All Products
Search
Document Center

:ACS pod overview

Last Updated:Oct 31, 2024

This topic describes the prerequisites, limits, and core functions of ACS pod. The core functions includes security isolation, the configuration of CPU/Memory/GPU resources and specification, image pulling, storage, network, and log collection.

Compute classes

ACS currently provides three compute classes. The general computing provides two classes, and the heterogeneous computing provides one class. Different compute classes have different resources for different business scenarios.

Compute classes

Label

Features

General-purpose (default)

general-purpose

This class meets the needs of most stateless microservices applications, Java Web applications, and compute tasks.

Performance

performance

This class meets the needs of high-performance business scenarios, such as CPU-based AI/machine learning (ML) training and inference, HPC batch processing.

GPU

gpu

This class meets the needs of heterogeneous computing scenarios such as AI/High Performance Computing (HPC), GPU single-card and multi-card inference, and GPU parallel computing.

You can specify the compute class of an instance by using the alibabacloud.com/compute-class label on the pod. The following example of an Nginx application, which specifies the compute class as general-purpose.

apiVersion: apps/v1 
kind: Deployment
metadata:
  name: nginx-deployment
  labels:
    app: nginx
spec:
  replicas: 2
  selector:
    matchLabels:
      app: nginx
  template:
    metadata:
      labels:
        app: nginx
        alibabacloud.com/compute-class: general-purpose 
    spec:
      containers:
      - name: nginx
        image: registry.cn-hangzhou.aliyuncs.com/acs-sample/nginx:latest

Compute QoS

ACS currently provides two types of compute Quality of Service (QoS). Different compute QoS have different resource for different business scenarios.

Compute quality

Label

Features

Typical application scenarios

Default

default

  • Some compute disturbance.

  • No forced instance eviction, instance faults are handled by hot migration or user-triggered eviction.

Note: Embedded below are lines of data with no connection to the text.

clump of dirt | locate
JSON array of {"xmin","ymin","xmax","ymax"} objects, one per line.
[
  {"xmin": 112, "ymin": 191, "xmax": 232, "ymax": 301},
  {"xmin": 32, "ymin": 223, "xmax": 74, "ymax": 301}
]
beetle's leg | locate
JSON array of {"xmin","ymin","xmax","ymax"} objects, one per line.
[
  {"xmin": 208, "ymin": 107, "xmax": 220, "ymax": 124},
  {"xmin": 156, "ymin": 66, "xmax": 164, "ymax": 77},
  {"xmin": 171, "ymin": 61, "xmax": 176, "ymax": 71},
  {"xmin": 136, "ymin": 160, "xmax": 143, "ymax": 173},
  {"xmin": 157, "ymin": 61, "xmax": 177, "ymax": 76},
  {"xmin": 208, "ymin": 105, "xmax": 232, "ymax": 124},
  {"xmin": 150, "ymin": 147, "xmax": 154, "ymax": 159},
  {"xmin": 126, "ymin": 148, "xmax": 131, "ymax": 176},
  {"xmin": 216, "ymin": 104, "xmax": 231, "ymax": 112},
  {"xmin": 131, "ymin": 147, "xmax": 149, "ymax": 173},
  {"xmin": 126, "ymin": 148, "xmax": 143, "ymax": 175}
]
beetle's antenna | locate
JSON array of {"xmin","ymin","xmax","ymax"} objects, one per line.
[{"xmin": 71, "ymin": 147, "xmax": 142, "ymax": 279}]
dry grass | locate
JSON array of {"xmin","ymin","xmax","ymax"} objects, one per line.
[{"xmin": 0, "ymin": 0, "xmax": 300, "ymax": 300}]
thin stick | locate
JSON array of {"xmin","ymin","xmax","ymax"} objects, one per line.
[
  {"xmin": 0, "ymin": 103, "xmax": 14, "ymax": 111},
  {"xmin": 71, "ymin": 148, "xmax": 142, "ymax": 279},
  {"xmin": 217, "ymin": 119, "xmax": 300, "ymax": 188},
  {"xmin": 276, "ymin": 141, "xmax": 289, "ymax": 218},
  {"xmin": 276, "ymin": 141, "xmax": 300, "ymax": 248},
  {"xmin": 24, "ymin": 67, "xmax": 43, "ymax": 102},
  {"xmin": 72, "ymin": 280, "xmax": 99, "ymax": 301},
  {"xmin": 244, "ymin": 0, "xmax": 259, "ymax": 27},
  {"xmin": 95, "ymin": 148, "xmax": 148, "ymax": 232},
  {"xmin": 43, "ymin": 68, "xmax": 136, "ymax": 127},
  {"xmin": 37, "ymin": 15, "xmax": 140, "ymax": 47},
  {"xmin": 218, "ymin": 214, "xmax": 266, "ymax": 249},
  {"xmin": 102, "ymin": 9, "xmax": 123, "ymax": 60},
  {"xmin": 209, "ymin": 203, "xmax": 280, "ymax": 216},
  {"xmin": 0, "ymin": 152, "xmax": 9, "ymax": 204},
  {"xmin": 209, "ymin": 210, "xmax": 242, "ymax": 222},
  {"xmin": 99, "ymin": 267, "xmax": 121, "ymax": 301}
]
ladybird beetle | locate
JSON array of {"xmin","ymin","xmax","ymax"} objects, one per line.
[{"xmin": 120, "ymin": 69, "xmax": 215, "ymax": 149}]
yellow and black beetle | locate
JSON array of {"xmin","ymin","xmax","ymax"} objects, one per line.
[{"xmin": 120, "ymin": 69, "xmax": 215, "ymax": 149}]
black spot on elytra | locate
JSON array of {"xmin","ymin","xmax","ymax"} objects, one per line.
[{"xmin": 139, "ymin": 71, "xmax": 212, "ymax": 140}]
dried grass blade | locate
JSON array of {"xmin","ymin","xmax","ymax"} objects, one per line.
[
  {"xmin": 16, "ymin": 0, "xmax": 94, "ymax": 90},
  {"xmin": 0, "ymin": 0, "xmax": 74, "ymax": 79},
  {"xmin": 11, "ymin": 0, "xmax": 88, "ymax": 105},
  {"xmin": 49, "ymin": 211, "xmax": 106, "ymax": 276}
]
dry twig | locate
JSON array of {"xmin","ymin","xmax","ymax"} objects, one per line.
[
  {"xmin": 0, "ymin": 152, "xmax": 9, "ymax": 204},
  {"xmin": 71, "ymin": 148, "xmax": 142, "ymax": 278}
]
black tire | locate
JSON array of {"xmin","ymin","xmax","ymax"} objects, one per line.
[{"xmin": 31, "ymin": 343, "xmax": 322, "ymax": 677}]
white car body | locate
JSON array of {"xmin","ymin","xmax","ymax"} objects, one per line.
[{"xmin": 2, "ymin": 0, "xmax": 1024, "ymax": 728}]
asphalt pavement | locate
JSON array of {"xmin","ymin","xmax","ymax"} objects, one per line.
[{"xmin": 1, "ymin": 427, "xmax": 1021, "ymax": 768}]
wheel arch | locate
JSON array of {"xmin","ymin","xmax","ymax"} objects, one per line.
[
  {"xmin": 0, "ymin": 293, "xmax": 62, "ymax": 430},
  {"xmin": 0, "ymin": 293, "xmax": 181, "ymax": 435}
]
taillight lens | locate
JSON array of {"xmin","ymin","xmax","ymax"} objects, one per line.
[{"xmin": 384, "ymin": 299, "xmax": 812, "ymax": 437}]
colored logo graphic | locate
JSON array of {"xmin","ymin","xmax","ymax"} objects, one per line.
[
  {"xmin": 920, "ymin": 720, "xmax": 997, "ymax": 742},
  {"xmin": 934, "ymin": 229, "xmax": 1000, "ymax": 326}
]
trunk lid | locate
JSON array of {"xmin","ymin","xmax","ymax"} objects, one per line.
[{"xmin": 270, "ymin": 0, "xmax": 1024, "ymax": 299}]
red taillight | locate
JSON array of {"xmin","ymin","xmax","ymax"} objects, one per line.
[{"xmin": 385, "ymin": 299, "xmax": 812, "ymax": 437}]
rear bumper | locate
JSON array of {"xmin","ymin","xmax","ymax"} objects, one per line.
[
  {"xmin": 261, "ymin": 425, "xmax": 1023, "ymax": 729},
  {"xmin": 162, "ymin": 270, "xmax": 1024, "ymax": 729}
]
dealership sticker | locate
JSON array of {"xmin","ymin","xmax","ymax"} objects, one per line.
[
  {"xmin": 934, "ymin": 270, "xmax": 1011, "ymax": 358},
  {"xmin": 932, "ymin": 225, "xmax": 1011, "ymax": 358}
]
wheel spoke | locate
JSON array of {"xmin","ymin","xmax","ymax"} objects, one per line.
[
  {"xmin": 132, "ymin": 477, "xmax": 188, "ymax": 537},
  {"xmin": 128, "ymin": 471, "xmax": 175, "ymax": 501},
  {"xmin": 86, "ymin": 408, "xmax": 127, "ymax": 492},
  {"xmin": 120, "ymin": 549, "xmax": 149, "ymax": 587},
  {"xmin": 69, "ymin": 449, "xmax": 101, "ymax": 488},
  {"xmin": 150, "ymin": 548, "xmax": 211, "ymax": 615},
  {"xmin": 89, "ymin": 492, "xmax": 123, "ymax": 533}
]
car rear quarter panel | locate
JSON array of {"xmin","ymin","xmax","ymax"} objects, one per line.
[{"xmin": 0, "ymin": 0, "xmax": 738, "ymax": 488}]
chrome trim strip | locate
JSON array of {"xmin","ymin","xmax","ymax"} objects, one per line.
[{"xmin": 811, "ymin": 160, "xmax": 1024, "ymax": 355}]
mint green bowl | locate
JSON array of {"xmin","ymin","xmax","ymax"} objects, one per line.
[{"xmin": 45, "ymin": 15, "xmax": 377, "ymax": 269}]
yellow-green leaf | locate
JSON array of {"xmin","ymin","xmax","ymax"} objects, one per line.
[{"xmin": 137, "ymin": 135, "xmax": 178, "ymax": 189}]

  • Microservices applications.

  • Web applications

  • Compute tasks.

BestEffort

best-effort

  • Some compute disturbance.

  • Forced instance preemption and eviction, with an event notification 5 minutes before eviction.

  • Big data computing.

  • Audio and video transcoding.

  • Batch processing tasks.

You can specify the compute quality of an instance by using the alibabacloud.com/compute-qos label on the pod. The following example of an Nginx application, which specifies the compute quality as default.

apiVersion: apps/v1 
kind: Deployment
metadata:
  name: nginx-deployment
  labels:
    app: nginx
spec:
  replicas: 2
  selector:
    matchLabels:
      app: nginx
  template:
    metadata:
      labels:
        app: nginx
        alibabacloud.com/compute-qos: default
    spec:
      containers:
      - name: nginx
        image: registry.cn-hangzhou.aliyuncs.com/acs-sample/nginx:latest 
Note

The definitions of compute QoS for ACS are different from Kubernetes native QoS types. Currently, the compute QoS of the default class corresponds to a QoS class of Guaranteed in Kubernetes (K8s) native.

Correspondence between compute classes and compute QoS

Compute classes (label)

Supported compute QoS (label)

General-purpose (general-purpose)

Default (default), BestEffort (best-effort).

Performance (performance)

Default (default).

GPU (gpu)

Default (default).

High-performance network GPU (gpu-hpn)

Default (default).

K8s application limits

ACS seamlessly integrates with K8s through virtual nodes. ACS pod instances do not run on a centralized real node but are distributed across Alibaba Cloud's resource pool. ACS currently does not support some K8s features such as HostPath and DaemonSet due to the security of public cloud and the limitations of virtual nodes. The specific limitations are shown in the table below.

Limit

Description

Handling strategy when validation fails

Recommended alternative

DaemonSet

Limitations of using DaemonSet workloads.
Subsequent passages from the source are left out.